Saturday, March 19, 2016

What's Going On?


I've voted in presidential elections for forty years. Yes, forty. I held my nose and voted for Gerald Ford in 1976, which really dampened my enthusiasm for finally reaching that magic age -- when I was legally able to cast a ballot. Still, I felt good about performing my civic duty and having the gumption to get out there and wait in line, even though I was eight and seven eighth's months pregnant.

There's no telling why I fell in love with the political process. Let's just blame TV. When I was barely a teenager, I watched the party conventions on my tiny black and white, and it was my sport; my Academy Awards. I remember seeing Everett Dirksen -- remember him? I was fascinated by his voice. It was low and it resonated in one's chest, like thunder clouds grumbling in the sundown sky. I didn't even know what party he belonged to; I watched both parties' conventions and didn't care, because at thirteen, I wasn't (yet) partisan. I just loved the spectacle.

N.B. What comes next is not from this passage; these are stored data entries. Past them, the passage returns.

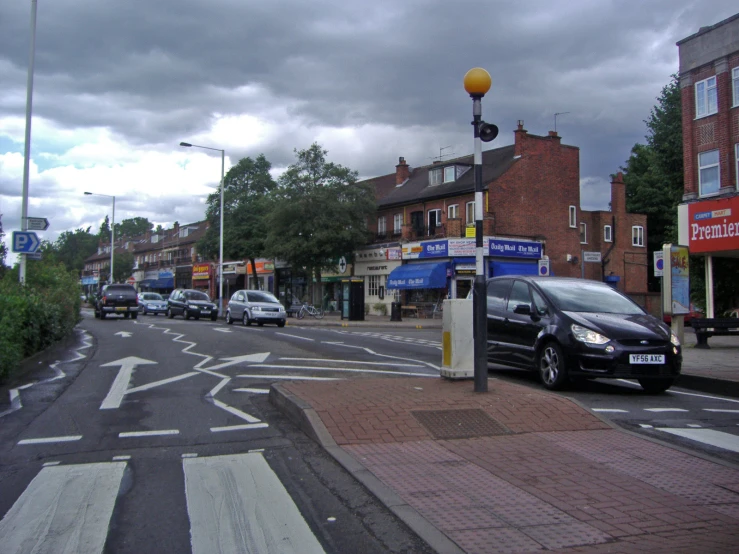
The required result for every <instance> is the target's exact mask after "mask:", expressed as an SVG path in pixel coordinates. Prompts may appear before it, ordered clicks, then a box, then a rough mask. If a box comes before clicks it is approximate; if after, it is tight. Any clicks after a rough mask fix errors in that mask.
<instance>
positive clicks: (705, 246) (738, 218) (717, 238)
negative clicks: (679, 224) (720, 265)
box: [678, 196, 739, 254]
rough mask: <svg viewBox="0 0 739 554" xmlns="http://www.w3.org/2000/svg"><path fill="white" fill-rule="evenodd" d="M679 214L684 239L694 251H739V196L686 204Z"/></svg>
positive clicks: (699, 252) (702, 251) (680, 223)
mask: <svg viewBox="0 0 739 554" xmlns="http://www.w3.org/2000/svg"><path fill="white" fill-rule="evenodd" d="M686 208H687V218H686V217H684V214H685V211H686V210H685V209H686ZM678 213H679V215H680V216H681V217H679V222H680V240H681V242H683V244H687V246H688V247H689V248H690V253H691V254H698V253H710V252H722V251H727V250H739V196H734V197H732V198H722V199H718V200H704V201H702V202H694V203H692V204H687V205H685V204H683V205H681V206H679V207H678ZM686 219H687V222H686ZM686 223H687V225H686ZM685 239H687V240H685Z"/></svg>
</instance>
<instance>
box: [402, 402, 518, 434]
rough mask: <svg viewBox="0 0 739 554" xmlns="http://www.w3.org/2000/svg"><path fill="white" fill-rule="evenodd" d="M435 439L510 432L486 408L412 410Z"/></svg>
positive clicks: (505, 427)
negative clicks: (449, 409)
mask: <svg viewBox="0 0 739 554" xmlns="http://www.w3.org/2000/svg"><path fill="white" fill-rule="evenodd" d="M411 414H413V417H415V418H416V421H418V423H420V424H421V425H423V427H424V428H425V429H426V430H427V431H428V432H429V433H431V435H432V436H433V437H434V438H435V439H470V438H474V437H493V436H495V435H507V434H508V433H510V431H509V430H508V429H506V427H505V426H504V425H503V424H502V423H500V422H499V421H497V420H495V419H493V418H492V417H490V416H489V415H488V414H487V413H485V411H484V410H479V409H474V410H419V411H413V412H411Z"/></svg>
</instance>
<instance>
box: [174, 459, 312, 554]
mask: <svg viewBox="0 0 739 554" xmlns="http://www.w3.org/2000/svg"><path fill="white" fill-rule="evenodd" d="M182 467H183V469H184V473H185V497H186V499H187V511H188V515H189V517H190V537H191V545H192V553H193V554H217V553H231V552H241V553H245V554H247V553H248V554H252V553H253V554H257V553H260V554H261V553H266V554H278V553H279V554H292V553H295V554H297V553H300V554H313V553H316V554H319V553H323V552H324V550H323V548H321V545H320V543H319V542H318V540H317V539H316V537H315V536H314V535H313V533H312V532H311V530H310V528H309V527H308V525H307V523H306V522H305V520H304V519H303V516H302V515H301V514H300V511H299V510H298V508H297V506H295V504H294V503H293V501H292V498H290V495H289V494H288V492H287V490H285V487H284V486H283V485H282V483H281V482H280V479H279V478H278V477H277V475H275V473H274V472H273V471H272V469H271V468H270V467H269V465H268V464H267V462H266V461H265V459H264V457H263V456H262V454H259V453H249V454H235V455H230V456H216V457H207V458H194V459H186V460H183V461H182Z"/></svg>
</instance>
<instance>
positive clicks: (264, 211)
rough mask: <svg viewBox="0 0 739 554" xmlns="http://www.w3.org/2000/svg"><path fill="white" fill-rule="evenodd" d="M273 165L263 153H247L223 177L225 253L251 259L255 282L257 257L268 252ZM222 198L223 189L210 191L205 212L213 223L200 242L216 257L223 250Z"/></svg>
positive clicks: (234, 255) (207, 252) (223, 209)
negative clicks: (220, 214)
mask: <svg viewBox="0 0 739 554" xmlns="http://www.w3.org/2000/svg"><path fill="white" fill-rule="evenodd" d="M270 169H272V165H271V164H270V163H269V161H267V158H265V157H264V154H260V155H259V156H257V158H256V159H254V160H253V159H251V158H249V157H246V158H242V159H241V160H239V162H238V163H237V164H236V165H235V166H233V167H232V168H231V169H229V170H228V173H227V174H226V175H225V177H224V180H223V182H224V187H223V223H224V225H223V256H224V257H225V258H230V259H249V260H250V261H251V267H252V275H253V277H254V284H255V286H257V270H256V258H259V257H262V256H263V255H264V253H265V248H264V242H265V239H266V236H267V231H266V223H265V216H266V214H268V213H269V211H270V209H271V208H270V206H271V196H270V193H271V192H272V191H274V189H275V188H276V186H277V185H276V183H275V182H274V179H272V176H271V175H270V173H269V172H270ZM220 202H221V196H220V191H217V192H214V193H212V194H210V195H208V207H207V208H206V212H205V214H206V218H207V219H208V221H209V222H210V226H209V227H208V230H207V231H206V232H205V235H204V236H203V238H202V239H201V240H200V242H199V243H198V251H199V252H201V253H202V254H204V255H205V256H206V257H210V258H215V257H216V256H217V255H218V253H219V250H220V228H221V227H220V224H221V223H220V213H221V212H220V210H221V204H220Z"/></svg>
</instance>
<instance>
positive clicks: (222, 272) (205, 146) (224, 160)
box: [180, 142, 226, 316]
mask: <svg viewBox="0 0 739 554" xmlns="http://www.w3.org/2000/svg"><path fill="white" fill-rule="evenodd" d="M180 146H185V147H187V148H193V147H194V148H202V149H203V150H214V151H216V152H220V153H221V186H220V188H221V229H220V236H219V251H218V315H219V316H222V315H223V180H224V170H225V164H226V151H225V150H221V149H220V148H211V147H210V146H200V145H197V144H190V143H189V142H181V143H180Z"/></svg>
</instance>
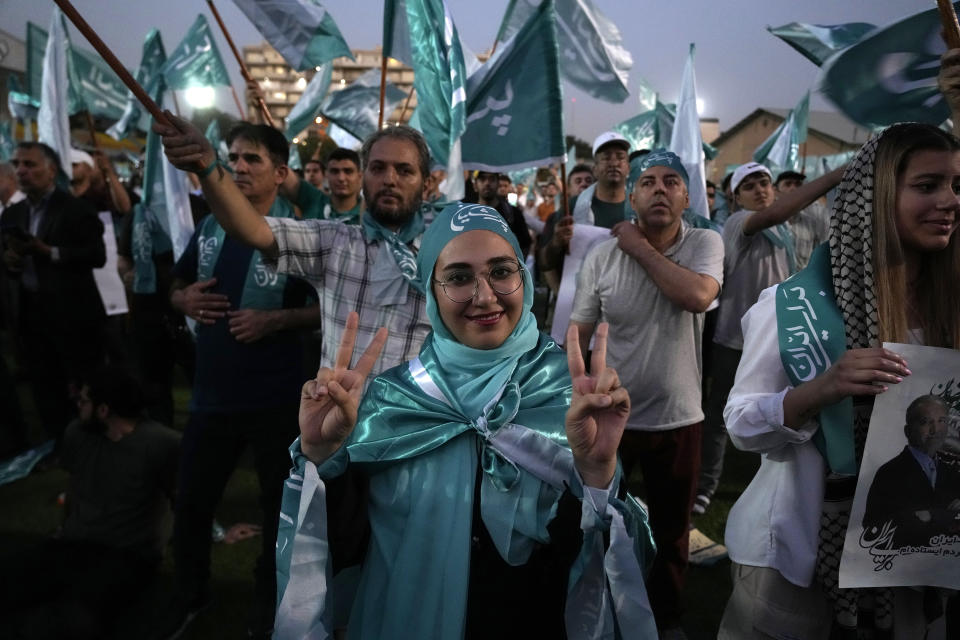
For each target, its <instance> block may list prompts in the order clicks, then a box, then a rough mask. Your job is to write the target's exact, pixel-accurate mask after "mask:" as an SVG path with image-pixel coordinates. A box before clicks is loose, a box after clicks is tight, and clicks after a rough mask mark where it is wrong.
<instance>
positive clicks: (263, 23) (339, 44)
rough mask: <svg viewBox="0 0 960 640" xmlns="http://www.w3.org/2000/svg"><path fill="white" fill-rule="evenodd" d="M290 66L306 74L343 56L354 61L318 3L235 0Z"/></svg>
mask: <svg viewBox="0 0 960 640" xmlns="http://www.w3.org/2000/svg"><path fill="white" fill-rule="evenodd" d="M233 2H234V4H236V5H237V6H238V7H240V10H241V11H243V13H244V14H246V16H247V18H249V19H250V22H252V23H253V26H255V27H256V28H257V30H258V31H259V32H260V33H262V34H263V37H264V38H266V39H267V42H269V43H270V45H271V46H272V47H273V48H274V49H276V50H277V52H279V53H280V55H281V56H283V59H284V60H286V61H287V64H289V65H290V66H291V67H293V68H294V69H296V70H298V71H305V70H307V69H309V68H311V67H318V66H320V65H322V64H323V63H325V62H329V61H331V60H333V59H334V58H339V57H341V56H344V57H347V58H350V59H353V54H352V53H351V52H350V47H348V46H347V43H346V42H345V41H344V39H343V36H342V35H340V29H339V28H337V23H336V22H334V21H333V17H332V16H331V15H330V13H329V12H327V10H326V9H324V8H323V5H322V4H320V2H319V0H233Z"/></svg>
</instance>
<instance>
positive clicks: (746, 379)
mask: <svg viewBox="0 0 960 640" xmlns="http://www.w3.org/2000/svg"><path fill="white" fill-rule="evenodd" d="M776 290H777V287H776V285H775V286H772V287H768V288H767V289H764V290H763V292H761V294H760V298H759V300H758V301H757V303H756V304H755V305H753V306H752V307H751V308H750V309H749V310H748V311H747V313H746V314H744V316H743V321H742V326H743V336H744V343H743V358H742V359H741V360H740V366H739V368H738V369H737V376H736V379H735V380H734V383H733V388H732V389H731V391H730V396H729V398H728V399H727V406H726V408H725V409H724V411H723V420H724V423H725V424H726V426H727V431H728V433H729V434H730V439H731V440H732V441H733V444H734V445H735V446H736V447H737V448H738V449H742V450H744V451H755V452H757V453H760V454H762V457H761V459H760V470H759V471H757V475H755V476H754V477H753V480H751V481H750V484H749V485H748V486H747V488H746V490H745V491H744V492H743V494H741V496H740V498H739V499H738V500H737V502H736V503H735V504H734V505H733V508H732V509H730V514H729V516H728V517H727V529H726V533H725V536H724V538H725V544H726V545H727V550H728V552H729V554H730V559H731V560H733V561H734V562H737V563H739V564H745V565H750V566H755V567H769V568H772V569H776V570H777V571H779V572H780V573H781V574H782V575H783V577H784V578H786V579H787V580H789V581H790V582H792V583H794V584H796V585H798V586H801V587H807V586H809V585H810V583H811V581H812V579H813V575H814V568H815V566H816V559H817V544H818V534H819V530H820V514H821V511H822V509H823V490H824V477H825V474H826V468H825V465H824V461H823V458H822V457H821V455H820V452H819V451H817V448H816V446H815V445H814V444H813V442H811V440H810V439H811V437H812V436H813V434H814V433H816V431H817V429H819V428H820V425H819V423H818V422H817V421H816V420H811V421H810V422H808V423H807V424H805V425H803V426H802V427H801V428H799V429H790V428H789V427H785V426H784V425H783V397H784V396H785V395H786V393H787V391H789V390H790V389H792V388H793V387H792V386H791V384H790V381H789V380H788V379H787V374H786V372H784V370H783V364H782V363H781V361H780V345H779V342H778V338H777V309H776V297H775V294H776Z"/></svg>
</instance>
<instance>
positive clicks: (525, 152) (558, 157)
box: [461, 0, 565, 171]
mask: <svg viewBox="0 0 960 640" xmlns="http://www.w3.org/2000/svg"><path fill="white" fill-rule="evenodd" d="M558 63H559V50H558V46H557V28H556V26H555V24H554V11H553V0H546V1H545V2H543V3H542V4H540V6H539V7H537V9H536V10H535V11H534V12H533V14H532V15H531V16H530V19H529V20H527V23H526V24H524V25H523V26H522V27H521V28H520V30H519V31H517V32H516V33H515V34H514V35H513V37H512V38H510V39H509V40H508V41H507V42H505V43H503V44H501V45H500V46H498V47H497V51H496V53H495V54H494V56H493V57H492V58H490V60H488V61H487V62H486V64H484V65H483V66H482V67H481V68H480V69H479V70H478V71H477V73H475V74H474V75H472V76H470V79H469V81H468V83H467V95H468V96H469V100H468V101H467V131H466V133H464V134H463V138H462V139H461V140H462V143H463V166H464V167H465V168H467V169H480V170H484V171H513V170H516V169H525V168H527V167H531V166H544V165H548V164H551V163H554V162H560V161H562V160H563V156H564V152H565V148H564V139H563V90H562V88H561V87H560V70H559V68H558ZM508 136H509V137H508Z"/></svg>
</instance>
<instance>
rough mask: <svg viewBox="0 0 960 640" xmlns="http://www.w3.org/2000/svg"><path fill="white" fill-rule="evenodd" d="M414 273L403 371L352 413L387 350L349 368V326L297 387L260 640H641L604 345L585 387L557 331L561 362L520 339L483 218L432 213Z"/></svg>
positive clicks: (584, 373) (585, 375)
mask: <svg viewBox="0 0 960 640" xmlns="http://www.w3.org/2000/svg"><path fill="white" fill-rule="evenodd" d="M417 262H418V274H419V278H420V281H421V284H422V286H423V288H424V290H425V291H426V294H427V314H428V316H429V317H430V320H431V324H432V326H433V332H432V333H431V334H430V335H429V336H428V337H427V339H426V341H425V343H424V345H423V348H422V349H421V351H420V355H419V357H418V358H416V359H415V360H413V361H411V362H409V363H407V364H406V365H402V366H399V367H395V368H393V369H391V370H389V371H387V372H385V373H384V374H383V375H381V376H379V377H378V378H376V379H375V380H374V381H373V382H372V383H371V384H370V386H369V388H368V389H367V390H366V393H365V394H363V399H362V403H361V402H360V398H361V393H362V388H363V384H364V381H365V378H366V376H367V374H368V373H369V372H370V370H371V369H372V366H373V364H374V362H375V361H376V359H377V357H378V356H379V352H380V348H381V347H382V345H383V341H384V339H385V335H386V334H385V330H383V329H381V332H380V333H378V334H377V336H376V337H375V338H374V340H373V341H372V343H371V344H370V346H368V348H367V350H366V352H365V353H364V354H363V355H362V356H361V357H360V359H359V360H358V361H357V363H356V365H355V367H354V368H353V369H350V368H349V364H350V359H351V355H352V352H353V346H354V340H355V336H356V317H354V316H353V314H351V316H352V317H351V318H350V319H349V320H348V323H347V330H346V331H345V333H344V337H343V341H342V343H341V348H340V350H339V352H338V355H337V359H336V366H335V368H334V369H333V370H330V369H325V370H321V371H320V372H319V373H318V376H317V379H316V380H314V381H310V382H308V383H307V384H306V385H305V386H304V393H303V398H302V401H301V409H300V427H301V436H300V438H299V439H298V440H297V441H296V442H294V444H293V446H292V447H291V453H292V456H293V461H294V469H293V472H292V473H291V477H290V480H289V481H288V482H287V486H286V488H285V492H284V506H283V509H282V514H281V523H280V525H281V532H280V535H279V537H278V543H277V549H278V562H277V566H278V572H279V575H278V589H279V598H278V602H279V605H278V613H277V627H276V631H275V636H274V637H275V638H280V639H281V640H286V639H289V638H298V639H299V638H324V637H327V636H328V635H332V630H333V629H340V628H344V627H345V628H346V630H347V637H348V638H418V639H424V638H437V639H444V640H446V639H448V638H470V637H487V636H492V635H496V636H497V637H551V638H553V637H565V636H566V637H569V638H603V637H610V638H613V637H615V636H617V637H625V638H655V637H656V629H655V626H654V623H653V616H652V613H651V612H650V607H649V603H648V601H647V596H646V591H645V589H644V585H643V577H644V569H645V567H646V566H649V563H650V561H651V560H652V557H651V556H652V553H653V543H652V541H651V539H650V532H649V527H648V525H647V516H646V512H645V511H644V510H643V508H642V507H640V505H639V504H638V503H637V502H636V501H635V500H634V499H633V498H632V497H630V496H629V495H627V494H626V492H625V489H624V488H623V487H622V486H621V485H622V483H621V478H620V472H619V467H618V464H617V457H616V451H617V446H618V444H619V441H620V436H621V435H622V433H623V428H624V424H625V422H626V418H627V416H628V415H629V412H630V398H629V396H628V394H627V392H626V391H625V390H624V389H623V388H622V387H621V386H620V384H619V380H618V378H617V375H616V372H615V371H613V370H612V369H609V368H606V367H605V348H606V330H605V327H603V328H602V329H601V330H599V331H598V339H597V344H596V345H595V349H594V357H593V361H592V363H591V369H592V370H593V372H592V374H588V373H587V372H586V370H585V366H584V363H583V360H582V358H581V356H580V350H579V347H578V345H577V343H576V341H577V336H576V332H575V331H573V332H571V334H569V335H568V341H569V342H570V350H569V354H568V355H565V354H564V352H563V351H562V350H561V349H559V348H558V347H557V345H556V344H555V343H554V342H553V340H552V339H551V338H550V337H549V336H547V335H544V334H541V333H539V331H538V330H537V328H536V320H535V319H534V317H533V314H532V313H531V310H530V309H531V306H532V304H533V283H532V280H531V278H530V274H529V273H528V272H527V271H526V270H525V269H524V268H523V258H522V253H521V251H520V248H519V246H518V244H517V240H516V238H515V237H514V236H513V234H512V233H511V232H510V230H509V227H508V226H507V224H506V222H505V221H504V220H503V218H502V217H501V216H500V215H499V214H498V213H497V212H496V211H495V210H494V209H491V208H489V207H484V206H480V205H467V204H460V203H456V204H453V205H450V206H448V207H447V208H446V209H444V210H443V211H442V212H441V213H440V214H439V215H438V216H437V218H436V220H435V221H434V222H433V223H432V224H431V226H430V227H429V228H428V229H427V232H426V233H425V234H424V236H423V242H422V245H421V248H420V252H419V255H418V260H417ZM345 474H347V475H349V474H360V475H361V476H363V478H364V479H365V480H366V481H367V482H368V491H367V493H368V495H367V512H366V515H367V517H368V518H369V524H370V541H369V544H367V545H366V549H365V554H364V557H363V558H362V565H361V566H360V567H355V568H351V569H341V567H342V565H343V564H344V562H343V561H342V560H338V558H337V557H333V558H331V554H330V548H331V545H330V544H329V538H330V536H331V531H332V530H333V529H335V528H336V526H337V525H338V524H340V523H337V522H333V521H331V522H329V523H328V521H327V515H326V514H327V504H326V503H327V498H328V496H327V493H328V490H327V485H328V484H333V483H336V482H342V480H343V477H344V475H345ZM333 519H335V518H333ZM333 519H332V520H333ZM328 525H329V526H328ZM334 552H335V553H334V556H336V549H334ZM338 565H339V566H338ZM335 566H336V568H337V569H338V571H337V572H336V573H335V571H334V567H335Z"/></svg>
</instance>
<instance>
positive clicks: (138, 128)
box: [107, 29, 167, 140]
mask: <svg viewBox="0 0 960 640" xmlns="http://www.w3.org/2000/svg"><path fill="white" fill-rule="evenodd" d="M166 59H167V53H166V51H165V50H164V48H163V39H162V38H161V37H160V32H159V31H157V30H156V29H151V30H150V33H148V34H147V37H146V39H145V40H144V42H143V52H142V53H141V56H140V68H139V69H138V70H137V83H139V84H140V86H141V87H143V88H144V90H145V91H146V92H147V93H148V94H149V95H154V93H155V92H156V89H157V87H158V86H159V83H161V82H162V81H163V73H162V70H163V63H164V61H165V60H166ZM149 126H150V115H149V113H148V112H147V110H146V109H144V108H143V105H141V104H140V101H139V100H137V98H136V96H134V95H133V93H132V92H129V93H127V102H126V104H125V105H124V108H123V114H122V115H121V116H120V119H119V120H118V121H117V122H115V123H114V124H113V126H111V127H110V128H109V129H107V135H109V136H110V137H112V138H114V139H115V140H123V139H124V138H126V137H127V136H128V135H130V131H131V130H132V129H133V128H134V127H136V128H137V129H140V130H141V131H146V130H147V129H148V128H149Z"/></svg>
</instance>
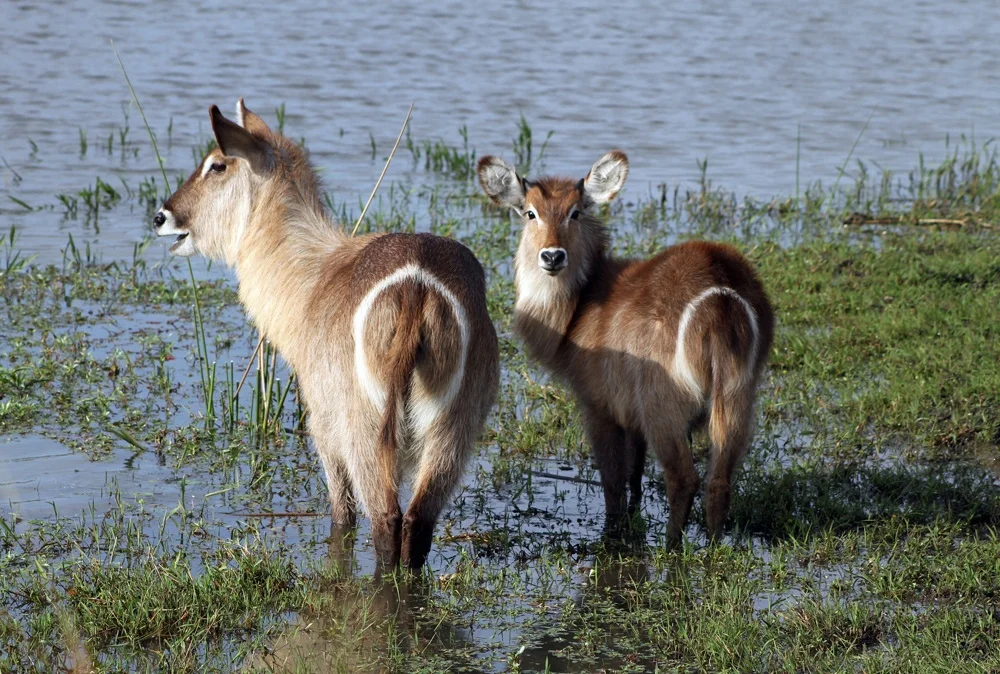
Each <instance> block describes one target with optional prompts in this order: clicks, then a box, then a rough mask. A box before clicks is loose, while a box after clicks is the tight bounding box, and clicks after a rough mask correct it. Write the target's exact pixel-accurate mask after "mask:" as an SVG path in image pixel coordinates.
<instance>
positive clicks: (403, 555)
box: [401, 420, 475, 570]
mask: <svg viewBox="0 0 1000 674" xmlns="http://www.w3.org/2000/svg"><path fill="white" fill-rule="evenodd" d="M449 422H452V420H441V421H439V422H438V423H437V424H436V425H435V426H432V427H431V429H430V430H429V431H428V432H427V433H426V435H425V436H424V439H423V443H422V444H423V447H422V451H421V453H420V466H419V468H418V472H417V476H416V479H415V480H414V485H413V499H412V500H411V501H410V505H409V506H408V507H407V509H406V516H405V517H404V518H403V542H402V558H401V562H402V565H403V566H404V567H406V568H408V569H412V570H416V569H419V568H420V567H422V566H423V565H424V563H425V562H426V561H427V555H428V554H430V550H431V542H432V540H433V538H434V526H435V524H437V520H438V517H439V516H440V514H441V511H442V510H443V509H444V507H445V505H446V504H447V502H448V498H449V497H450V496H451V493H452V490H453V489H454V488H455V485H456V484H458V482H459V480H460V479H461V478H462V471H463V470H464V468H465V462H466V458H467V457H468V455H469V453H470V452H471V450H472V445H473V443H474V441H475V437H474V436H471V435H470V433H469V432H468V431H463V430H462V429H461V428H460V429H452V428H450V427H449V426H451V423H449ZM458 425H459V426H461V424H458Z"/></svg>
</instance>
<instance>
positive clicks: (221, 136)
mask: <svg viewBox="0 0 1000 674" xmlns="http://www.w3.org/2000/svg"><path fill="white" fill-rule="evenodd" d="M208 115H209V117H210V118H211V120H212V131H213V132H214V133H215V142H217V143H218V144H219V149H220V150H222V154H224V155H226V156H227V157H240V158H242V159H246V160H247V161H248V162H250V166H251V167H253V169H254V171H257V172H265V171H269V170H270V169H271V168H272V167H273V165H274V155H273V154H272V152H271V148H270V146H269V145H268V144H267V143H266V142H265V141H263V140H261V139H260V138H258V137H257V136H254V135H252V134H251V133H250V132H249V131H247V130H246V129H244V128H243V127H242V126H240V125H238V124H235V123H233V122H230V121H229V120H228V119H226V118H225V117H223V116H222V113H221V112H219V106H217V105H213V106H212V107H211V108H209V109H208ZM244 121H246V120H245V118H244Z"/></svg>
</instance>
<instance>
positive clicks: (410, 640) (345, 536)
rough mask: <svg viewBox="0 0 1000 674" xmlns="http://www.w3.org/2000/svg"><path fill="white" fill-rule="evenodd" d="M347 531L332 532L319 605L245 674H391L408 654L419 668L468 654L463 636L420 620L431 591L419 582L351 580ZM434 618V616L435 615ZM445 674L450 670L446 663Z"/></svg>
mask: <svg viewBox="0 0 1000 674" xmlns="http://www.w3.org/2000/svg"><path fill="white" fill-rule="evenodd" d="M356 537H357V533H356V531H355V530H351V529H345V528H342V527H337V526H333V527H332V529H331V533H330V539H329V545H328V549H327V559H326V564H327V568H326V569H325V573H324V576H326V577H328V578H330V579H331V580H330V582H329V583H328V584H327V585H326V587H324V589H323V597H322V605H321V606H320V607H318V609H316V610H311V611H303V612H302V613H301V614H300V615H299V616H298V618H297V619H296V620H295V621H293V622H292V623H291V624H290V625H289V626H288V627H287V628H286V629H285V631H284V632H282V633H281V635H280V636H278V637H277V638H276V639H275V640H274V641H273V642H272V643H271V644H270V646H269V647H268V649H267V651H266V652H264V653H260V654H258V655H257V656H256V657H255V658H254V660H253V662H251V663H250V665H249V667H248V669H249V670H250V671H265V672H302V671H308V672H328V671H348V672H354V671H364V672H369V671H373V672H383V671H398V669H399V666H400V662H401V661H402V658H404V657H405V656H406V655H407V654H408V653H412V652H414V651H419V652H420V654H421V657H422V658H423V659H424V660H433V658H434V656H435V654H440V655H441V657H442V662H446V660H445V659H446V658H447V655H448V654H449V653H452V654H460V653H463V652H468V651H470V650H471V649H472V640H471V638H470V636H469V634H468V631H467V630H462V629H459V628H457V627H456V626H454V625H451V624H449V623H448V622H442V621H440V620H437V619H435V620H424V619H423V615H424V614H425V613H426V610H427V606H428V602H429V601H430V598H431V594H430V593H431V590H432V588H431V587H430V586H429V585H428V583H427V581H426V577H425V576H418V577H414V576H410V575H408V574H403V575H400V576H391V577H390V576H387V577H383V578H363V579H362V578H356V577H355V571H356V569H357V559H356V558H355V553H354V544H355V540H356ZM435 615H438V614H435ZM446 666H447V669H448V671H461V670H456V669H455V666H454V663H447V665H446Z"/></svg>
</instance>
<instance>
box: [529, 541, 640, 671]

As I grew older, I came to understand that conventions had a predictable flow. A bunch of party people came on stage and slathered the nominee with syrupy, patriotic praise; delegates in their straw bowlers hoisting tall signs in the air with the name of their state excitedly announced that "North Dakota casts it's thirty-one votes for the NEXT PRESIDENT OF THE UNITED STATES, Richard M. Nixon!!!"  Hoo-RAH!! And Oregon was giddy, knowing their votes were going to put the nominee over the top! Cue the fluttering noisemakers and confetti!

Of course, as time went on, we became so much more demure in our celebratory demonstrations. Because we were mature; serious. This was no time for frolicking. And frankly, some of the duds we've had in the Republican party didn't spur us to party like it was nineteen seventy-nine. Ford? Not a real rollickin' dude. Bob Dole? I loved the guy, but he was more ironic; not exactly in it to win it, but he showed up and gave it his all. Reagan? Well, that was a once in a lifetime phenomenon. That was a reason to party.

Not that the Democrats fared any better. In fact, I had to search my brain for some of their most lose-a-licious losers. Well, there was Michael Dukakis. Who, exactly, thought he'd make a winning contender? How about John Kerry? Remember how his grotesquely rich wife asserted that everyone called her "Mama", on camera, with all her paid minions kneeling at her feet? It was like one of those cringingly unfunny Saturday Night Live sketches.

By 2012 we had the spectacle of (traitor) Chris Christie extolling his own virtues, while ostensibly placing Mitt Romney's name into consideration. The best part of that whole convention was Clint Eastwood and The Chair. Surreal, but I, unlike many, loved it.

And now? Now I don't know what's going on. My forty years of surety have evaporated in a POOF! Now we're going to have some guy with a weirdly flip of flaxen hair standing up there, extolling the results of Matt Drudge's latest online poll; voicing his distaste for blonde Fox commentators who aren't named Greta; talking about "lyin' liars"; while we stand perspiring in the auditorium and glance at one another nervously, unsure where the applause line is supposed to come in. Nodding to our compadre from Terre Haute, Indiana; reassuring her that we haven't actually just elected the next president of the United States, Hillary Con Man Clinton.

So, you tell me...what exactly is going on here? Because I am flummoxed. The world as I knew it has flipped on its head, and I don't much like it.